Tiempos complicados en la economía familiar de una familia de padres inmigrantes, allá por 1927, en el barrio de La Paternal. Uno de sus hijos cada mañana recitaba la oración por la patria y cantaba, junto con los demás chicos, una canción que quedaría grabada por siempre en su memoria: “Cuando allá se pase lista”. Y en ese patio de la escuela de Avenida Del Campo, cerquita de las vías, un hombre mayor, un día los visitó y no tuvo inconveniente en poner un par de zapatos en los pies de aquél hijo de inmigrantes.
Ese hombre, inglés de nacimiento, pero argentino por adopción, hacía tiempo que en los barrios más alejados estaba teniendo su púlpito, con una predicación práctica del mensaje bíblico. La Boca, un barrio pobre, sería el comienzo. Palermo, Urquiza, La Paternal, zonas casi rurales o periféricas en esa Buenos Aires de fines de siglo XIX y principios del XX, serían algunos de esos lugares donde trabajaría, y donde la infancia y la juventud serían su prioridad. Una modesta escuela dominical en ese barrio de genoveses a orillas del Riachuelo, sería la semilla que iniciaría todo. Un predicador metodista, luego miembro de la South American Missionary Society, de la iglesia anglicana, se estaba embarcando en una aventura que podríamos tildar de locura.
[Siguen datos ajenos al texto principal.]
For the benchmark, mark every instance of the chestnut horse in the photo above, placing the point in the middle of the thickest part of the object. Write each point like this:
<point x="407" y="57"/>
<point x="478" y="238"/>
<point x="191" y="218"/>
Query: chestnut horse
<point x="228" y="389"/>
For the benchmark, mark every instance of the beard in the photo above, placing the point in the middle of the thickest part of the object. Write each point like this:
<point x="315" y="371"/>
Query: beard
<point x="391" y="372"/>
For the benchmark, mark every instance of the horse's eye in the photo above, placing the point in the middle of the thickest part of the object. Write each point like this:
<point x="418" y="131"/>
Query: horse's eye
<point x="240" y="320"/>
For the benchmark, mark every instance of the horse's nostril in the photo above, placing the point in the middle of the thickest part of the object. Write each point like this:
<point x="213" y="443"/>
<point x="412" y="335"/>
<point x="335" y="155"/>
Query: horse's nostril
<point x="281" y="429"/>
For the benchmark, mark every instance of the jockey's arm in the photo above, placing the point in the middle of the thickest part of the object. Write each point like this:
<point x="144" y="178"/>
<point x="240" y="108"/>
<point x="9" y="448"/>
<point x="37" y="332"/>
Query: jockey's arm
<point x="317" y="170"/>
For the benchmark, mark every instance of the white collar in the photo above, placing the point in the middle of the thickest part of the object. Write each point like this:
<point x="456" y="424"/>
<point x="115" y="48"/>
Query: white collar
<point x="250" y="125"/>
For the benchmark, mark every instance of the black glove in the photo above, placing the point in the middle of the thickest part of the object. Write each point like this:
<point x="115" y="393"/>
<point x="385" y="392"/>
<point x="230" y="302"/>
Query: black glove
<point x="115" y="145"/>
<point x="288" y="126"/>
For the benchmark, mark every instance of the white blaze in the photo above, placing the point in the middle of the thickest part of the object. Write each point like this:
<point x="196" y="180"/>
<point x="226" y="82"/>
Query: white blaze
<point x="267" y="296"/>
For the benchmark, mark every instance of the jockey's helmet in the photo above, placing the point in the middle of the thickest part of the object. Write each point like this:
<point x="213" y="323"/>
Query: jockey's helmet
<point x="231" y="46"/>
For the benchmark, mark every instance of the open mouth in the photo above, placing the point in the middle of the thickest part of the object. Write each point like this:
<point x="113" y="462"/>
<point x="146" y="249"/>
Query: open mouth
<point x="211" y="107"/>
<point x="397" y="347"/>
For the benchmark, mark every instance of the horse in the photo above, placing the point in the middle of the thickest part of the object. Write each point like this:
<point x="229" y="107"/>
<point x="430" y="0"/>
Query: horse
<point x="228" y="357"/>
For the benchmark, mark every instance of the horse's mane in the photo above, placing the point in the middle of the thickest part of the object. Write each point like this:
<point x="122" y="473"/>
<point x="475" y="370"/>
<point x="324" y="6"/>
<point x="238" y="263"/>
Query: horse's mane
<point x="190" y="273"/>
Ya anciano, y con su salud bastante quebrada, volvería a su país, y allí moriría en 1932. Allí mismo, en Soham, Inglaterra había nacido en 1864, pero su legado, su vida y obra estarían en la Argentina. Inmigrante también, conocedor de la pobreza, se había formado como ávido lector en bibliotecas. Y su fe haría el resto. Aquellos barrios marginales fueron su ámbito de desarrollo, y precisamente allí fue donde fundó iglesias, escuelas, hogares de jóvenes y niños. Había sido patrocinado por algunas instituciones como clubes, Lomas Athletic o Belgrano Athletic, personalidades de la vida política y pública también se habían sumado a ayudar. Fue capaz, por su persistencia lograr apoyos de gente tan diferente como Bartolomé Mitre, Julio Roca, Hipólito Yrigoyen Lisandro de La Torre, Carlos Thays o Telémaco Susini.
Y esta frase lo había motivado: “Pasaré por este mundo una sola vez. Si hay alguna palabra bondadosa que yo pueda pronunciar alguna noble acción que yo pueda efectuar diga yo esa palabra, haga yo esa acción ahora, pues no pasaré más por aquí…”.
El hijo de inmigrantes nunca se olvidó de ese hombre, como tampoco de aquella canción, y ya de adulto alguien le habló de Dios, y el recordó esas imágenes de su infancia y no dudó en acercarse a ese Dios del que le hablaban. Era real y cierto, alguien se lo había mostrado cuando era chico, y quería estar diciendo presente cuando esa lista fuera pasada. Ese hijo de inmigrantes era mi abuelo, y siempre me contaba esta historia. Y como habría sido esa marca dejada que una vez, paseábamos por la zona de Chacarita y mi abuelo me llevó al Cementerio Británico, y entrando me mostró un monumento austero, con el busto de un hombre. En ese pequeño pedestal había unas palabras escritas, y un nombre. “¿Sabes?”, me dijo entonces mi abuelo, “hasta hicieron una película de su vida”. Y era cierto, porque pude verla años después, vieja y en blanco y negro, donde se lo recordaba por esa imagen de su figura en un traje gastado y con un maletín, buscando sostenes y colaboraciones para sus escuelas. Pero, aquel día, luego de un silencio, con lágrimas, mi abuelo me contó esa anécdota que mencioné cuando comencé a escribir esto. Ese busto recordaba a aquel hombre mayor que le había dado unos zapatos, y que les hacía cantar esa canción. No era otro que William C. Morris.